KSR and common sense arise in Ex parte Dumond


It is well established that “[a] person of ordinary skill is also a person
of ordinary creativity, not an automaton.” KSR Int’l Co. v. Teleflex Inc., 550
U.S. 398, 421 (2007). The obviousness analysis need not seek out precise
teachings directed to the specific subject matter of the claim, for it is proper
to take account of the inferences and creative steps that a person of ordinary
skill in the art would employ. Id. at 418. Furthermore, an improvement in
the art is obvious if “it is likely the product not of innovation but of ordinary
skill and common sense.” Id. at 421.

(...)
We have no doubt that the use of two different photoluminescent
materials in order to produce two different colors in a decorative laminate
would have been within the level of ordinary creativity in the art based on
the applied prior art of Nelson ʼ430, with or without Chien. See Perfect Web
Techs., Inc. v. InfoUSA, Inc., 587 F.3d 1324, 1329 (Fed. Cir. 2009) (“We
therefore hold that while an analysis of obviousness always depends on
evidence that supports the required Graham factual findings, it also may
include recourse to logic, judgment, and common sense available to the
person of ordinary skill that do not necessarily require explication in any
reference or expert opinion.”).(5)

(...)
footnote 5: See also DyStar Textilfarben GmbH & Co. Deutschland KG v.
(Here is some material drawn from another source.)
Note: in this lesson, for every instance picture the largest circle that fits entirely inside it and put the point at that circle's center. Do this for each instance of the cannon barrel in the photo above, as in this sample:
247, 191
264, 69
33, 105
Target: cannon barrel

C.H.
Patrick Co., 464 F.3d 1356, 1367 (Fed. Cir. 2006) (“Our suggestion test is in
actuality quite flexible and not only permits, but requires, consideration of
common knowledge and common sense.”).


Elsewhere:


footnote 4: We also agree with the Examiner that the claimed design may be properly
characterized as nonfunctional descriptive material (e.g., Ans. 13). In the
context of prior art rejections, a distinction over the prior art based on
nonfunctional descriptive material is patentably inconsequential. See In re
Ngai, 367 F.3d 1336, 1339 (Fed. Cir. 2004); see also In re Gulack, 703 F.2d
1381, 1385 (Fed. Cir. 1983) (when descriptive material is not functionally
related to the substrate, the descriptive material will not distinguish the
invention from the prior art in terms of patentability).

(...)





George C. Best was on the PTAB panel.